Luckily LaVoy’s camera work is often compelling enough to wring some degree of profundity out of this story despite the misgivings of the script. Exterior shots of the lake house setting help set the tone of certain scenes, and LaVoy possesses a natural talent for visual storytelling, with nearly every cue, cut, mise-en-scene, and expert use of indie music enhancing his narrative rather than confusing or detracting from it.

Another high point of the film is the acting by the supporting cast of Joe Sokmen, Owen Hornstein III, and Tyler Russell, who make the most of the script’s low-brow college humor with some definitive on-screen chemistry. When they locate Steve’s pathetic attempts at suicide letters on a computer, they transform an otherwise crass scene into something legitimately funny.

Unfortunately the same can’t be said for Stanley Wong, who simply lacks enough thespian skill or star appeal to carry a feature-length film in the title role. The script wisely shifts perspective midway through, allowing his character to fade into the background while his three wily companions invade the foreground to wrestle with both Steve’s and their own various conflicts.

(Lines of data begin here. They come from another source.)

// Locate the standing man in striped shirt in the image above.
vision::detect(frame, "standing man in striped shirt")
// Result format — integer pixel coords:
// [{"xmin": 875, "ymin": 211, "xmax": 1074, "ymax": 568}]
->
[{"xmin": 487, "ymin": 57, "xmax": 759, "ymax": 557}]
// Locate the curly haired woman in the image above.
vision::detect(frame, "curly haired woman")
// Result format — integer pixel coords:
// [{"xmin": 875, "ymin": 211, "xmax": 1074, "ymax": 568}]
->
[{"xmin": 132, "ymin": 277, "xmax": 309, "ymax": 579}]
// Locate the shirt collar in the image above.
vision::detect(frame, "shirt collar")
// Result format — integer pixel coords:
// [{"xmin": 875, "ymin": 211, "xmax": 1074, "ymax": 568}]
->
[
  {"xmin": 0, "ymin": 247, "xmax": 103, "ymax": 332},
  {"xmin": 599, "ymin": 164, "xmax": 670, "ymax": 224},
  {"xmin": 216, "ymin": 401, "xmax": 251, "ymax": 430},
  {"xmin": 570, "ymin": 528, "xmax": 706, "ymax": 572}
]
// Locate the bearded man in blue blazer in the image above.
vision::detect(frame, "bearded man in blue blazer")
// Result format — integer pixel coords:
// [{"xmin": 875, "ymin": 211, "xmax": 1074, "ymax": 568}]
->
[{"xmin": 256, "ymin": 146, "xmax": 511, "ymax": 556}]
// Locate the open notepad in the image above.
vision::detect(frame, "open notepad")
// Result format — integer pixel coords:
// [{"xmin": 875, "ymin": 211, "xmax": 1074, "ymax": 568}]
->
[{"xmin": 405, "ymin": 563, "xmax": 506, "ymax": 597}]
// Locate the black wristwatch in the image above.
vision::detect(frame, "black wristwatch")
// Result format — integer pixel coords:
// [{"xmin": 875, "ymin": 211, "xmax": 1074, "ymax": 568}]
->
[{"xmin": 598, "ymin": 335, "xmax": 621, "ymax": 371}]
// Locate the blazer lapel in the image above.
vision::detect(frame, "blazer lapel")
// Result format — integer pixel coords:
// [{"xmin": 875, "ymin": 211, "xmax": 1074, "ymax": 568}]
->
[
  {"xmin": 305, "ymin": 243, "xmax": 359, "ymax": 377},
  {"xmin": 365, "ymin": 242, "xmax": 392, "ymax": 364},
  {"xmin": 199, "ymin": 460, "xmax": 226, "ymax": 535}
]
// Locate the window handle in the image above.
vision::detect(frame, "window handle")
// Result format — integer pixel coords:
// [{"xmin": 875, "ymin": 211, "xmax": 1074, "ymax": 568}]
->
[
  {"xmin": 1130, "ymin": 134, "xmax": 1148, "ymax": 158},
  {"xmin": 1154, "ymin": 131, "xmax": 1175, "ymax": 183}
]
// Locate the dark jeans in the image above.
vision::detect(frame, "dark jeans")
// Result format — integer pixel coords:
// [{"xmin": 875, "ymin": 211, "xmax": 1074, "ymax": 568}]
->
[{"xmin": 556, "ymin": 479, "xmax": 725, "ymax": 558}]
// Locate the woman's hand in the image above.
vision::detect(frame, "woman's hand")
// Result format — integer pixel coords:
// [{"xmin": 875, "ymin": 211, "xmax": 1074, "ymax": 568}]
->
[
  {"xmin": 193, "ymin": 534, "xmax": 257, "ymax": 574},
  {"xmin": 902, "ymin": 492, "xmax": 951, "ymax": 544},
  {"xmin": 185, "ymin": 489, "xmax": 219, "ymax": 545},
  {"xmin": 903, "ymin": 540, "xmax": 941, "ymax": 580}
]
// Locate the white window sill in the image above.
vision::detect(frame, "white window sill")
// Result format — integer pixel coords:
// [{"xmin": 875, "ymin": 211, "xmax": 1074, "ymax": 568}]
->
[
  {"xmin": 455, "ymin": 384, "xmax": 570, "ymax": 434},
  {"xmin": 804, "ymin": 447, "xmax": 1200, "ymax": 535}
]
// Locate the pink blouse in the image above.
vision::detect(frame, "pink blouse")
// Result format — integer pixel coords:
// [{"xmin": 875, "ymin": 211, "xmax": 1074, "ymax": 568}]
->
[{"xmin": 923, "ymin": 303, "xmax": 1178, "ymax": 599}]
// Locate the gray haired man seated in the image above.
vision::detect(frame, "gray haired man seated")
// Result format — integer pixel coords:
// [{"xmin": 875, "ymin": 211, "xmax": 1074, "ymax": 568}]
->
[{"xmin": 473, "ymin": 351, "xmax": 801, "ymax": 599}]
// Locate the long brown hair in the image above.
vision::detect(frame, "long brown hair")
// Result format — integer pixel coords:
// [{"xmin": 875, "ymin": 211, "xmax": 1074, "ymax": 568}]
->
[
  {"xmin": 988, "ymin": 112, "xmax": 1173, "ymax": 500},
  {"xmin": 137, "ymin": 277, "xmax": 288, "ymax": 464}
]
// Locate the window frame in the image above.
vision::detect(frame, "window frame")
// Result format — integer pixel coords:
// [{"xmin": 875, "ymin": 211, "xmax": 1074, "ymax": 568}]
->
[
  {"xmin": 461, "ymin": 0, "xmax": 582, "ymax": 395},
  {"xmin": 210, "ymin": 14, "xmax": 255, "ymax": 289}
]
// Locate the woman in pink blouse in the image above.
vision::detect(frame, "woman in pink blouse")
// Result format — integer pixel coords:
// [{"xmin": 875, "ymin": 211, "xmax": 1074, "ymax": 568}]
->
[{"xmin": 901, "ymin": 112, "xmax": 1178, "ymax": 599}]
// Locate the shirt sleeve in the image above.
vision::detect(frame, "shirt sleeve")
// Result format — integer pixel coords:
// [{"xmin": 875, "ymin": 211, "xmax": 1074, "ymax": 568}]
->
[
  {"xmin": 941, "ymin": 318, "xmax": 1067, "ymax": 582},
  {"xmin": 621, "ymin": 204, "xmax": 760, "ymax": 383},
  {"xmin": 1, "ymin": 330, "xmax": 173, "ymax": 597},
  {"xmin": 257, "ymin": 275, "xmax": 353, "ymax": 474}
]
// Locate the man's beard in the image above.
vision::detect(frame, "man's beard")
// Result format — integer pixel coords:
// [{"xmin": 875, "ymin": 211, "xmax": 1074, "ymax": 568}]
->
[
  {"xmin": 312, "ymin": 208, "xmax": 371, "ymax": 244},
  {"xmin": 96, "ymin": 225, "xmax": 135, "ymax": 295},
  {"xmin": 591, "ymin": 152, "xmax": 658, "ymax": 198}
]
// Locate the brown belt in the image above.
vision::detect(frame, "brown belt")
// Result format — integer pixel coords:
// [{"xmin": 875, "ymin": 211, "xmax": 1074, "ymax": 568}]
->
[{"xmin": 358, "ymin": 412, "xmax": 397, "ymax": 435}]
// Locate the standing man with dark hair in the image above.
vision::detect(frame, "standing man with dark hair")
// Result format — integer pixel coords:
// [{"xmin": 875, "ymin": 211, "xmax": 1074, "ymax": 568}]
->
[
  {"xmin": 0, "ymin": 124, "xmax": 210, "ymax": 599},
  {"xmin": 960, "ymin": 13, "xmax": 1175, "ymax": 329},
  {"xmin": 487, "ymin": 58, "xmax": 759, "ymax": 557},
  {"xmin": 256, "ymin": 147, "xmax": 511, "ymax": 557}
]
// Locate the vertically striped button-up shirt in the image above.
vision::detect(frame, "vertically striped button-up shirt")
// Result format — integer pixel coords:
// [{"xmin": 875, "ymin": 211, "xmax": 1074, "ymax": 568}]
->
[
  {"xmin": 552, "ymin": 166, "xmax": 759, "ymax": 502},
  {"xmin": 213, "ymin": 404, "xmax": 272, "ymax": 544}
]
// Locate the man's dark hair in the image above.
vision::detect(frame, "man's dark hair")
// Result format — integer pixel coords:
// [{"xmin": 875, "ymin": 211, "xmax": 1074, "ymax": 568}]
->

Sadly, Jenn Foreman as Alice, whose screen presence conveys genuine emotion and charm, shoulders the unenviable task of adding substance to the lead female role in a film whose mishandling of women (yes, pun intended) is at best shamelessly juvenile, and at worst downright misogynist. Alice’s closing salvo somehow manages to paint women as uncaring, fickle, pleasure-driven, and prudish, all at the same time. Throughout the rest of the film, her and the other female characters function as little more than one night stands or romanticized objects of male yearning. While the character of Tom embodies just as many shallow, reprehensible traits as Alice, his character is rounded out by a genuine brotherly love for Steve and the noble intentions that go along with it. This luxury is never afforded to the character of Alice, which makes the fact that she is the only female with more than two minutes of screen time extremely regrettable.

With a host directorial flourishes and some great young talent represented in its supporting cast, Steve Chong Finds Out That Suicide Is a Bad Idea serves as a fine showcase for a few eager, up-and-coming actors and filmmakers. Harboring any expectations for the film beyond that, however, is simply a bad idea.